The digital communications firm topped profit and revenue consensus estimates, posting adjusted earnings per share of $0.86, $0.02 better than the analyst estimate of $0.84, with revenue coming in at $13.6 billion, above expectations of $13.29B.
The company's total annualized recurring revenue (ARR) was $23.2B in fiscal Q1, up 7% year-over-year, with product ARR rising 12%. In addition, software revenue increased by 5%, while software subscription revenue was up 11% year-over-year.
"Our fiscal 2023 is off to a good start as we delivered the largest quarterly revenue and second highest quarterly non-GAAP earnings per share in our history," said Chuck Robbins, chair and CEO of Cisco. "These results demonstrate the relevance of our strategy, our differentiated innovation, and our unique position to help our customers become more resilient."
The company added that its easing supply chain situation, alongside its annualized recurring revenue increase, significant backlog, and strong remaining performance obligations, provides the company with "great visibility and predictability."
As a result of its positive earnings, Cisco increased its full-year guidance.

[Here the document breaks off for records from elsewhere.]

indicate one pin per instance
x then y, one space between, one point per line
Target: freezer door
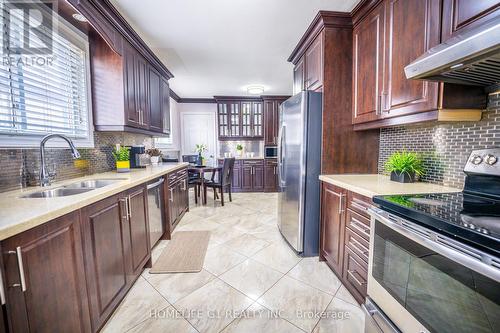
291 170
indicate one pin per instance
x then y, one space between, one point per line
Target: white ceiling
218 47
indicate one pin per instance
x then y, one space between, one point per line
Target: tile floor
251 281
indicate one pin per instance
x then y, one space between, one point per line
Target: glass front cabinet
240 119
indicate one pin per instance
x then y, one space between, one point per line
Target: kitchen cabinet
270 175
240 118
368 43
271 118
462 15
298 76
177 194
345 236
314 65
389 37
128 93
116 247
332 226
45 279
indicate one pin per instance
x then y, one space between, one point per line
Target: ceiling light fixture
255 90
79 17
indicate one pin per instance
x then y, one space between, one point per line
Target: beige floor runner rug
185 253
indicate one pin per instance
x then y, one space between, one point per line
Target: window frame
24 140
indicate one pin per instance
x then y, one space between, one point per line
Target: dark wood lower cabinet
345 237
55 294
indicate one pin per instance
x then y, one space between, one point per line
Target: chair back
227 171
191 159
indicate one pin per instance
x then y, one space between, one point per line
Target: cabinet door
332 226
165 105
129 81
55 298
107 260
412 28
461 15
246 178
258 178
155 101
142 90
257 120
246 119
269 123
298 76
138 230
368 62
314 64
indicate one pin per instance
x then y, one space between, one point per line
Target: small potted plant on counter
155 155
404 167
200 148
239 150
122 158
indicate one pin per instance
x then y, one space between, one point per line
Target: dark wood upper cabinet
390 36
314 64
240 118
107 256
368 65
461 15
298 76
333 205
55 296
402 96
155 101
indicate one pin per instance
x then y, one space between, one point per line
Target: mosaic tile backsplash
20 167
445 146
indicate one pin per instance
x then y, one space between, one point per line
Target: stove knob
490 159
476 159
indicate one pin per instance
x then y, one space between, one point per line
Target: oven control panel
484 161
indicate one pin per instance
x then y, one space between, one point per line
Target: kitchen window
44 93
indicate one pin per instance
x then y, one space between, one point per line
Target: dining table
201 170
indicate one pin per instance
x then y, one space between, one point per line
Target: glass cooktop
471 218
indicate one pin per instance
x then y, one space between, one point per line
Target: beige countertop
20 214
371 185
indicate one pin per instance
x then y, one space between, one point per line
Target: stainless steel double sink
73 188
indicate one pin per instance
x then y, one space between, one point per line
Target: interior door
198 128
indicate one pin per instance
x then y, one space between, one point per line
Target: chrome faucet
44 175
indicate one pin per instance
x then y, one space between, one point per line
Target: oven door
425 282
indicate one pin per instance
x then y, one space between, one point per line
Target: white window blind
48 93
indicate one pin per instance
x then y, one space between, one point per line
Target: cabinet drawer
358 224
357 244
359 203
253 162
355 274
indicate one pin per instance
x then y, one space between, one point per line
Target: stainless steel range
435 258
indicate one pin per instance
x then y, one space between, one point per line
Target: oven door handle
460 253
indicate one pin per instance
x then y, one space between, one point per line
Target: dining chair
224 180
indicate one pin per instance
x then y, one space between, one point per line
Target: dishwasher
156 211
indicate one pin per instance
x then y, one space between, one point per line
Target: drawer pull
357 247
352 274
359 226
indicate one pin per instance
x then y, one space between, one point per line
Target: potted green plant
239 149
122 158
200 148
404 167
155 154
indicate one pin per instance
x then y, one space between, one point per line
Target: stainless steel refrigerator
299 165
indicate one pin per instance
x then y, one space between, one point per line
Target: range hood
471 58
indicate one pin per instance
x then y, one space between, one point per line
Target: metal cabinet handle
20 265
351 273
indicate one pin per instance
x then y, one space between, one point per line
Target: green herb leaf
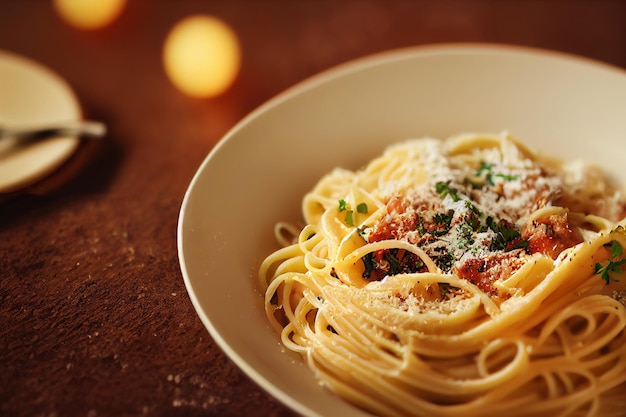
611 265
349 218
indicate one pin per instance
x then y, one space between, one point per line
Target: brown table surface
94 316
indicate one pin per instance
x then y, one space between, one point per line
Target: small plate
32 94
563 105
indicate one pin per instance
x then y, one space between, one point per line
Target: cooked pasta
461 277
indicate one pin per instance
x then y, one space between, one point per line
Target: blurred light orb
89 14
202 56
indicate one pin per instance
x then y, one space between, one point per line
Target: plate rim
309 83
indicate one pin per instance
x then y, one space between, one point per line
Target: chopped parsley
349 218
612 264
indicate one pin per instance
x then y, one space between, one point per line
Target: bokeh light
202 56
89 14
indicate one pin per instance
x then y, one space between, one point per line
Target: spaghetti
465 277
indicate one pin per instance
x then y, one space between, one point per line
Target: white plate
565 105
31 94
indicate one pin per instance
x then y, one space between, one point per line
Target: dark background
94 316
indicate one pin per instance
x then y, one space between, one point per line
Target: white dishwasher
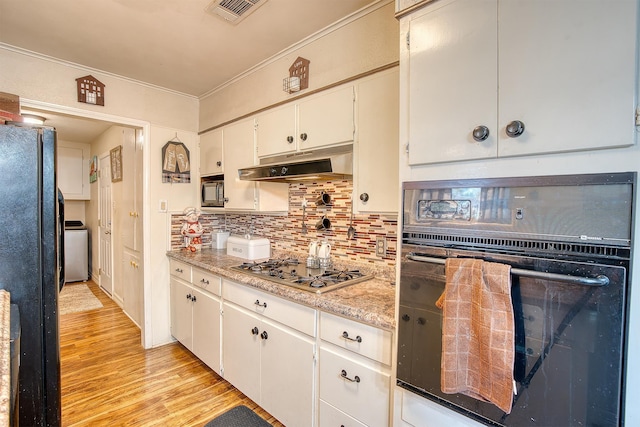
76 251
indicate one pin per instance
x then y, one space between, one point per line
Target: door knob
480 133
515 129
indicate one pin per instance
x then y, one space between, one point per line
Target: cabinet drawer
362 339
180 269
358 389
207 281
294 315
331 417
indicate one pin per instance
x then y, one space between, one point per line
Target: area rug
77 298
240 416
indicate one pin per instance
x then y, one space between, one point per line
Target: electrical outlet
381 246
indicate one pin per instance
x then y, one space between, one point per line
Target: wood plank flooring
108 379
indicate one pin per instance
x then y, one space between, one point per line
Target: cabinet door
211 153
365 398
181 310
453 81
241 350
567 71
206 328
132 293
326 119
238 153
287 375
276 133
376 151
132 180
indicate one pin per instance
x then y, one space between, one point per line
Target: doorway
78 125
105 213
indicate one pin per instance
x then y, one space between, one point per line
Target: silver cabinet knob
480 133
515 129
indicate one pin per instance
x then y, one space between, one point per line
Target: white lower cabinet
332 417
195 312
271 363
355 374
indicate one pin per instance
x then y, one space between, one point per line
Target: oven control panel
458 210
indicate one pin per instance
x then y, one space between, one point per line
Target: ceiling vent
234 11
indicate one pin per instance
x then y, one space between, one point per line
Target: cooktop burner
292 272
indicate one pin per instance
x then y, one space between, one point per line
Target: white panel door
105 255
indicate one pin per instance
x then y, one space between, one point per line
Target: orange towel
478 331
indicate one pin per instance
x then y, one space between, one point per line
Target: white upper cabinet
509 78
211 153
277 131
326 119
322 120
238 152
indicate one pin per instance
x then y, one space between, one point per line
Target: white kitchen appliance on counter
248 247
219 239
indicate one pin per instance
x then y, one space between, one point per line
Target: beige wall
358 46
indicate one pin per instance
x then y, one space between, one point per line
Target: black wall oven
568 242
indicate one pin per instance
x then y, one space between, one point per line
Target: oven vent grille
516 245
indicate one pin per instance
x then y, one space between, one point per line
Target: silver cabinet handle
515 129
346 336
480 133
344 376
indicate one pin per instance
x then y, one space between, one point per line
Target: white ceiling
174 44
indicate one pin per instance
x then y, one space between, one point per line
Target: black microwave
212 193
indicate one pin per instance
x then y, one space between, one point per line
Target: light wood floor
108 379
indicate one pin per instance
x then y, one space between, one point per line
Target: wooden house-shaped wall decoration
300 69
90 90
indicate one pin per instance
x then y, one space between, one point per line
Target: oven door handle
599 280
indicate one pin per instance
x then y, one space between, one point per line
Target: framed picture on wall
116 164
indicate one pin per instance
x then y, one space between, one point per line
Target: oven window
569 346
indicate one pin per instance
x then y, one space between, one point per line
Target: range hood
315 166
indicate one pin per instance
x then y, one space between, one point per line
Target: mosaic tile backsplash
285 231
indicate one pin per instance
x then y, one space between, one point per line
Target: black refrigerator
31 214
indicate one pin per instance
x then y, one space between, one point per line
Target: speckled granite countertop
5 358
371 302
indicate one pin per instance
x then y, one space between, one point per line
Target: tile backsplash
285 231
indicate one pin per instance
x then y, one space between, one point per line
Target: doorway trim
146 326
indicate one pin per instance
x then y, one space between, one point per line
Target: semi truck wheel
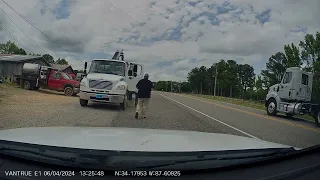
289 115
27 85
317 119
272 107
83 102
68 91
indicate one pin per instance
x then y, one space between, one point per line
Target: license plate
99 96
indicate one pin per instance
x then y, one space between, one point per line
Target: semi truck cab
293 95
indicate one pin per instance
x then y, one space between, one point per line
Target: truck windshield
65 76
108 67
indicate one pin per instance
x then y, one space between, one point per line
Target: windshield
65 76
167 76
108 67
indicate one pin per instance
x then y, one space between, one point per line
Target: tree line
239 80
11 48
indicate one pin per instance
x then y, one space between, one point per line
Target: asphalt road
181 112
166 111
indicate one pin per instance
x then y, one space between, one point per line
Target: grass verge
247 103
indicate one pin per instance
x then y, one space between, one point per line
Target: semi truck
111 81
35 76
293 95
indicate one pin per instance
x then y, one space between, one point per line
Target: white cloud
186 33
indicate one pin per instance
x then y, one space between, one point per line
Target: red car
34 76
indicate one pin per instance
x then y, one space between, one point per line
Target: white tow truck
293 95
111 81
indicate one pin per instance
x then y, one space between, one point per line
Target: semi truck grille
100 84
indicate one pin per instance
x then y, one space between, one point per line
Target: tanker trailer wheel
83 102
272 107
317 119
289 115
68 91
27 85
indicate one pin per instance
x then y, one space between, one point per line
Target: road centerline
255 114
221 122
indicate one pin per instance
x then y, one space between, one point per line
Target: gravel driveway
25 108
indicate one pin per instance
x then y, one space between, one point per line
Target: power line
36 27
8 32
21 30
74 27
52 23
136 20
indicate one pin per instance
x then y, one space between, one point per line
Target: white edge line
210 117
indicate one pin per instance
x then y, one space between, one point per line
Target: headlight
121 87
84 83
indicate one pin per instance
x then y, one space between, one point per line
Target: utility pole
215 80
166 86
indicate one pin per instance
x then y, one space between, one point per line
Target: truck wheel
27 85
68 91
289 115
317 119
272 107
83 102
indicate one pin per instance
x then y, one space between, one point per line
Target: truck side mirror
130 72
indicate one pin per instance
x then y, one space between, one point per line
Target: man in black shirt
144 87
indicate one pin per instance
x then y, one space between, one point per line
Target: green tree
185 87
48 57
310 49
11 48
62 61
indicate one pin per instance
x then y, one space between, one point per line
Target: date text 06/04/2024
148 173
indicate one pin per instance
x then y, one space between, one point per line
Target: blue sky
169 37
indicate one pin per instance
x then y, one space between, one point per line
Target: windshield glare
108 67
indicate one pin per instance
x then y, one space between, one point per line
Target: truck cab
293 95
110 81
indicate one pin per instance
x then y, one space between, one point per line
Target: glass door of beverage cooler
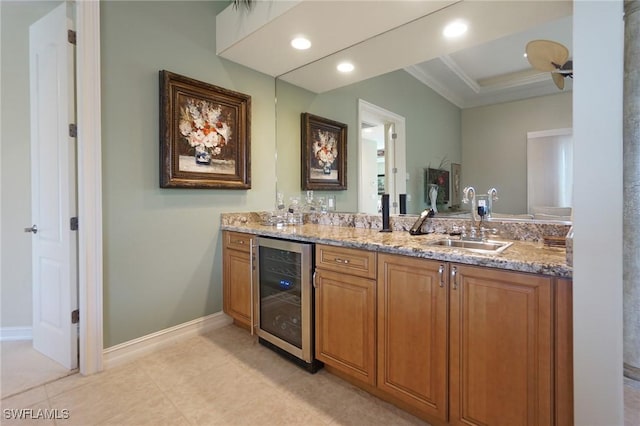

It now sees FY23 adjusted earnings per share between $3.51 and $3.58, while revenue growth for the period is expected to be from 4.5% to 6.5%.
Fiscal second-quarter adjusted earnings per share are expected to be between $0.84 to $0.86, while revenue growth during the period is seen from 4.5% to 6.5%.
Oppenheimer analyst Ittai Kidron said Cisco reported "solid" results, which reflect "a stable demand environment and improving supply conditions amidst a tough macro environment."
"We come away positive on the outlook, and while we expect investors to focus on the dynamic between backlog and order growth, we believe the company is positioned to deliver on its growth targets as it increases its investments into higher-growth areas (security, observability). Adj. est. for results/guidance," Kidron said in a client note.
Deutsche Bank analyst Matthew Niknam also took note of easing supply chain constraints.
"We believe the relative resilience of customer demand (i.e.: demand "not falling off a cliff" as CSCO put it, in a tougher macro) and easing supply-chain constraints, paired with CSCO's elevated backlog, yields greater visibility into FY23 targets," Niknam wrote.